- Born: Felipe Natanio c. 1945 Commonwealth of the Philippines
- Died: August 28, 2008 (aged 62–63) Quezon City, Philippines
- Occupation: Street vendor

= Mang Pandoy =

Filipino street vendor

Felipe Natanio (1945 – August 28, 2008) was a Filipino street vendor whose claim to fame was his role, under the pseudonym "Mang Pandoy" (Mister Pandoy), as "the face of the poor" during the administration of President Fidel V. Ramos.

==The Face of the Poor==
Natanio shot to national fame as the result of the 1992 Presidential Debates, where host Randy David showed a video presentation of the street vendor's life circumstances before asking the candidates how they would address poverty, as exemplified and humanized by Natanio's story. During the segment, his identity was concealed under the pseudonym "Mang Pandoy."

Living in a small shack in Commonwealth village in Quezon City, Mang Pandoy's education had ended in the third grade, and he earned a living for himself and his eight children by selling vegetables by the street side. This earned him about Php50 a day. By 1992, however, he had gotten too sick to do even that and was at a loss over how he would feed his family. He joked that he would be willing to be shot in exchange for Php 100 000, which would provide for his family's needs.

When Fidel Ramos won the presidential election, the new president presented Mang Pandoy to the Philippine public in his first State of the Nation Address (SONA) as "the face of the poor," promising him and other poor Filipinos a better life.

==Doleouts==
Since Ramos had called attention to his plight, Mang Pandoy was presented with a number of new opportunities during the Ramos administration. He was hired as the co-host of "Ang Pandayan ni Mang Pandoy", a weekly television show on the government-owned television network PTV 4 (now NBN 4), where he earned at least Php2,000 per episode. Later, he was hired as a consultant by the then Speaker of the Philippine House of Representatives, Jose de Venecia. These jobs were his last employment. He would later receive doleouts both from De Venecia and from the Quezon City government but he was unable to make the money grow, and he eventually faded into relative obscurity.

==Death and legacy==
At about 6:30 p.m. August 28, 2008, at age 63, Mang Pandoy finally succumbed to tuberculosis, a symbol of the Filipino poor and, in the words of one news report, "an icon of token relief and unkept promises."

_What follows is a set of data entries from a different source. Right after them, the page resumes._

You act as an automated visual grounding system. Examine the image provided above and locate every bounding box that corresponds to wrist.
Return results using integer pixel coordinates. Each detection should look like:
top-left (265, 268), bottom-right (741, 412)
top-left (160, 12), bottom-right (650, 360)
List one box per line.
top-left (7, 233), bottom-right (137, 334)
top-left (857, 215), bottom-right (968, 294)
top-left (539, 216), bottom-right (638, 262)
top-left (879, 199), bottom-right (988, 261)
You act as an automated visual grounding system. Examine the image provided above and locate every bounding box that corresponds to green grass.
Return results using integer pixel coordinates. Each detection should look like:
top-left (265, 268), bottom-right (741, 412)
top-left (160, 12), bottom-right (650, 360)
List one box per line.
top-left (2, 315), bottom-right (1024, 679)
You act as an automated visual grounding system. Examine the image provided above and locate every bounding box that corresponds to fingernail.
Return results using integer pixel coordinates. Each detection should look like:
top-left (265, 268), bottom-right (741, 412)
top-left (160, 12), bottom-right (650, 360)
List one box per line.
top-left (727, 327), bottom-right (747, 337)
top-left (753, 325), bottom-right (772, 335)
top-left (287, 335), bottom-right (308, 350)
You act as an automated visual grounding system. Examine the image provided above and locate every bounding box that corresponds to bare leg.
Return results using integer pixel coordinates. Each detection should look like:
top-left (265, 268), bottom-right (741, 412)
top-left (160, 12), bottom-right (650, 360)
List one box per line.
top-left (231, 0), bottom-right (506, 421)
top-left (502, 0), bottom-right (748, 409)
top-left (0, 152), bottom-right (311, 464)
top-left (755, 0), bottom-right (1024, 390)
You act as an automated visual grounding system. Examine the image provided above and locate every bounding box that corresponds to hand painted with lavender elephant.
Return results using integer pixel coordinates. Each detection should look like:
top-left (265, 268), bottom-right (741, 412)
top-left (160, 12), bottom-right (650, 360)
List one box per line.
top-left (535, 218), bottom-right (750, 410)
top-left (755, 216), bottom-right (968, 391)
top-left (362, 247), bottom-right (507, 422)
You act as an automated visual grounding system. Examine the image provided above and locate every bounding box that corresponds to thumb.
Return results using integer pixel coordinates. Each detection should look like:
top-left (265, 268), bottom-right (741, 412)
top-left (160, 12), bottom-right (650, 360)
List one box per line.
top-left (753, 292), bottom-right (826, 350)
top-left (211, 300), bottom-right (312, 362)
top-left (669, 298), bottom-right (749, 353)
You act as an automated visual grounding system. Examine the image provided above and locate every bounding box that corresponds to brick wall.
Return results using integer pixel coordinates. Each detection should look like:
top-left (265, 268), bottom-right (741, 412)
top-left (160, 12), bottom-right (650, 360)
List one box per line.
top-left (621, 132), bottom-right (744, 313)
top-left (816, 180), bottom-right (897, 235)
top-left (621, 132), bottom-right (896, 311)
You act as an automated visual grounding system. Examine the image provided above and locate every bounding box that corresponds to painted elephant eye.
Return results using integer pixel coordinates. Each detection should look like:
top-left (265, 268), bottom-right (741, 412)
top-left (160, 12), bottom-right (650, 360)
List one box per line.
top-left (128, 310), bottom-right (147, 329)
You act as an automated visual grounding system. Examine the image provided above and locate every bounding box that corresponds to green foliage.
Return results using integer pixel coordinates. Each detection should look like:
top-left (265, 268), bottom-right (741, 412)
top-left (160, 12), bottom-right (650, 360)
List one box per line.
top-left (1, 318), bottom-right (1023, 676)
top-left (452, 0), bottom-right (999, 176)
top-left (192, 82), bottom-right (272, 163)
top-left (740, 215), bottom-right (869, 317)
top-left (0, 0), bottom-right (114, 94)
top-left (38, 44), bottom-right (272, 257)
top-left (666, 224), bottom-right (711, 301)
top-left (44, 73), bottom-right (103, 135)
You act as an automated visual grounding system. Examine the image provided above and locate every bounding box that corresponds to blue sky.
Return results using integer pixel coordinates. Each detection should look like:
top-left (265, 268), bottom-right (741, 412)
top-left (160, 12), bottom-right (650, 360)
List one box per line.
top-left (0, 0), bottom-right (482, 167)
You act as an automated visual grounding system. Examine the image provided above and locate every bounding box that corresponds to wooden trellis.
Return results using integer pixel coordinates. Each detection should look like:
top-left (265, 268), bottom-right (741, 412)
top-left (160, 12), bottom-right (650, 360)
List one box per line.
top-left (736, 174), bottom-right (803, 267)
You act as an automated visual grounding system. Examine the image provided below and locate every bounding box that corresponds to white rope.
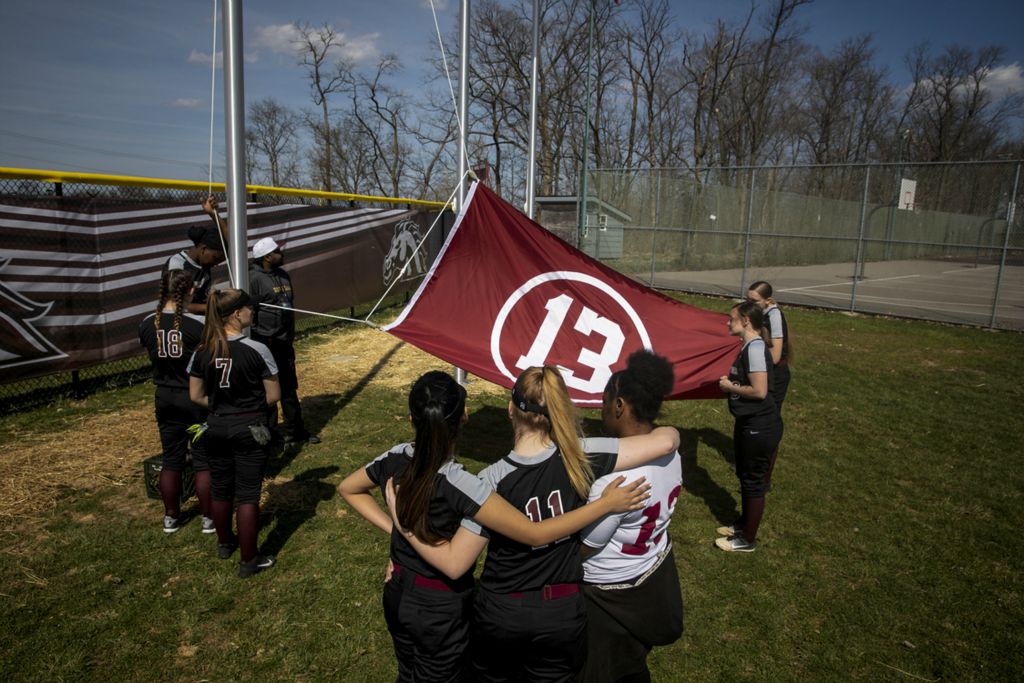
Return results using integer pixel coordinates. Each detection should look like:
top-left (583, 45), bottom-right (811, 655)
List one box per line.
top-left (207, 0), bottom-right (218, 193)
top-left (365, 171), bottom-right (469, 323)
top-left (429, 0), bottom-right (462, 143)
top-left (257, 303), bottom-right (379, 328)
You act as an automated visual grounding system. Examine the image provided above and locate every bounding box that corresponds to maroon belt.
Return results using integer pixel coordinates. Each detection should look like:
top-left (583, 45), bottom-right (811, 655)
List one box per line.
top-left (509, 583), bottom-right (580, 600)
top-left (393, 564), bottom-right (453, 592)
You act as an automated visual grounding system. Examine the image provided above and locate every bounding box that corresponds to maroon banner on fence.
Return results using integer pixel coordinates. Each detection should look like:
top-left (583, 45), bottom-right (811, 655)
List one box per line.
top-left (384, 182), bottom-right (739, 404)
top-left (0, 198), bottom-right (445, 383)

One commentator, expounding on the events that brought Mang Pandoy from poverty to fame and back noted:
Mang Pandoy, whose earthly remains had been logged in an arm stretch of soggy earth, was a prop, period. He was an extra in a political telenovela. There was no intent to make his life the anchor of a massive and inspired poverty-alleviation program, period.

Jaime Aristotle Alip, CEO and founder of Center for Agriculture and Rural Development Mutually Reinforcing Institutions (CARD MRI) which one 2008's Ramon Magsaysay award for public service, took note of the icon's death at a forum after receiving the award, noting the need for long-term solutions to poverty in the Philippines rather than the dole-out approach that Mang Pandoy's story typified. Alip noted:
"It takes three to five years to bring a family out of poverty. It takes another five to eight years to stabilize them because a calamity could come and then everything they've worked for could be destroyed. And then you need another five years to move them from microentrepreneurs to full-fledged SMEs. It takes a real commitment for change, for sustainable development."

Since his family could not afford a burial for Mang Pandoy the Department of Social Welfare and Development (DSWD) eventually gave Php12,500 so that "the Face of the Filipino Poor" could finally be buried.

Although Mang Pandoy's symbolic role in Philippine history has been far greater, it has been likened to that of Joe The Plumber in the 2008 US Presidential Elections.